Кеменеш дал указание пеметинскому жандармскому фельдфебелю ввести в рабочую среду своего «наблюдателя». Обычно фельдфебель пользовался услугами Адама, которого по-настоящему звали Август Тахта и который работал на заводе. В Пемете он прибыл из Галиции, из города Стрый. Прозвище «Адам» пеметинцы дали ему потому, что, как истинный поляк и правоверный католик, он был того мнения, что первый человек, тот самый Адам в раю, был поляком и католиком. Сколько его ни дразнили, он при всяком удобном случае заявлял об этом своем убеждении.
Однажды вечером, по инструкции жандармского фельдфебеля, Адам пошел туда, где, сидя вокруг костров, народ обсуждал мировые события. Поляк, до этого никогда не участвовавший в этих ночных собраниях, где рассказывались сказки, неохотно пошел к ночному костру, и люди встретили его тоже не очень дружелюбно. У костра все же нашлось место и для него.
С напряженным вниманием весь вечер прислушивался Адам к тому, что там говорилось. Но так как он не понимал как следует ни по-еврейски, ни по-русински, ни по-венгерски, то несколько перепутал слышанное у костра. Он доложил жандармскому фельдфебелю, что некий еврей, по имени Владимир Чаба, обходит все Карпаты в качестве коробейника и собирается бросить директора Кэбля в какую-то реку. Фельдфебеля не очень убедило это донесение Адама, но он все же, как полагается, переправил его Кеменешу. По приказу Кеменеша были тщательно проверены все еврейские коробейники по всему комитату. Но ни одного из них не звали ни Владимиром, ни Чабой. Таким образом, добытые Адамом сведения тоже к цели не привели.
По истечении четырех недель Кеменеш прекратил дознание. Арестанты были выпущены. Чтобы Хозелиц на всю жизнь запомнил марамарош-сигетскую полицию, перед тем как выпустить, на прощание ему выбили молотком три коренных зуба.

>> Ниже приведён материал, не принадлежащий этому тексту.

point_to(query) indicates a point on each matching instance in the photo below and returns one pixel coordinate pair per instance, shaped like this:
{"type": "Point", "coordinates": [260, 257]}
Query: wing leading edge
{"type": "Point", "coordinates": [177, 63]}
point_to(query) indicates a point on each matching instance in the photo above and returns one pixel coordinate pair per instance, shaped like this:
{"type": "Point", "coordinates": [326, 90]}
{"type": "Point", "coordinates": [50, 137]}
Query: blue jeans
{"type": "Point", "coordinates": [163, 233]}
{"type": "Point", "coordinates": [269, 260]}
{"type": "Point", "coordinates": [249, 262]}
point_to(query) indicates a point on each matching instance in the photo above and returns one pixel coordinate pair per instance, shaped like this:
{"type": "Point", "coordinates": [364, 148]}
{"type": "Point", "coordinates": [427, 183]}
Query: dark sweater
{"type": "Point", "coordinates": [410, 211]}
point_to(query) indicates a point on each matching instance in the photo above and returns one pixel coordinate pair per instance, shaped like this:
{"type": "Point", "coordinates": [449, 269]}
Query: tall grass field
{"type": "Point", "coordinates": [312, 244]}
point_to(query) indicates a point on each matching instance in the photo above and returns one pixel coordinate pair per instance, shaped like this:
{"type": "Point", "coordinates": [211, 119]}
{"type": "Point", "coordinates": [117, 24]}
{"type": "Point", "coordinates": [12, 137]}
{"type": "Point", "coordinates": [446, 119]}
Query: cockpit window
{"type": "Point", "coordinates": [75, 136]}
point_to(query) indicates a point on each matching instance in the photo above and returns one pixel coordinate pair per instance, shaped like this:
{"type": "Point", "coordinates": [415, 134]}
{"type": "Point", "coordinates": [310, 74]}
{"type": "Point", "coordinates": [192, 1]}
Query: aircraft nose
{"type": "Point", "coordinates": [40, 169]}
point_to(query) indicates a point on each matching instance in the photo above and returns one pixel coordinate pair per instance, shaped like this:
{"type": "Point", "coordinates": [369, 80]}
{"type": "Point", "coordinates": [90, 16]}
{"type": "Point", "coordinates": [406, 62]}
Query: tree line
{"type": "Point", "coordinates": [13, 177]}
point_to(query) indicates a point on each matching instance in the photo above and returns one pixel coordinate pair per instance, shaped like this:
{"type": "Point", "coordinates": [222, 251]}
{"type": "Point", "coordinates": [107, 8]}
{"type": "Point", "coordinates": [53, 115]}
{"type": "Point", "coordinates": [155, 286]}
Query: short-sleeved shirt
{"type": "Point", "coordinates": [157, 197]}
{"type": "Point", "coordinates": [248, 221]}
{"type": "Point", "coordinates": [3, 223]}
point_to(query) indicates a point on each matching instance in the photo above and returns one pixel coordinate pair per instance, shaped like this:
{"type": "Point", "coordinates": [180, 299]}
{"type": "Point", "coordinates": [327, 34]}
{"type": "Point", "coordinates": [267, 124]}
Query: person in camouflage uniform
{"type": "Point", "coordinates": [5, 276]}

Директор Кэбль пролежал в постели два месяца. Наконец он выздоровел, но одно плечо у него стало немного ниже другого. Пока он хворал, завод тоже работал, как больной. Когда машины были в порядке — из лесу не прибывали бревна. Когда во дворе завода лежало много бревен — что-нибудь случалось с машинами. Завод не мог выполнить своих обязательств по отношению к строительным предприятиям и мебельным фабрикам и принужден был выплачивать большие неустойки.
Выздоровев, Кэбль сам предложил рабочим прислать к нему представителей для переговоров. Переговоры, которые со стороны рабочих вели Хозелиц и темнолицый Медьери, продолжались два дня. Директор сократил рабочий день до двенадцати часов. Заработную плату — как для заводских, так и для лесных рабочих — он повысил на двадцать пять крейцеров.
Об итогах пеметинских событий Кеменеш послал подробный доклад министру внутренних дел. В этом докладе начальник полиции разъяснил, что инициаторами и руководителями социалистического движения являются еврейские рабочие, у которых нет никаких патриотических чувств. Он высказал убеждение, что в интересах безопасности государства и общественного порядка необходимо порвать с филосемитской политикой и вместо нее держаться «умеренной, но все же определенно антисемитской».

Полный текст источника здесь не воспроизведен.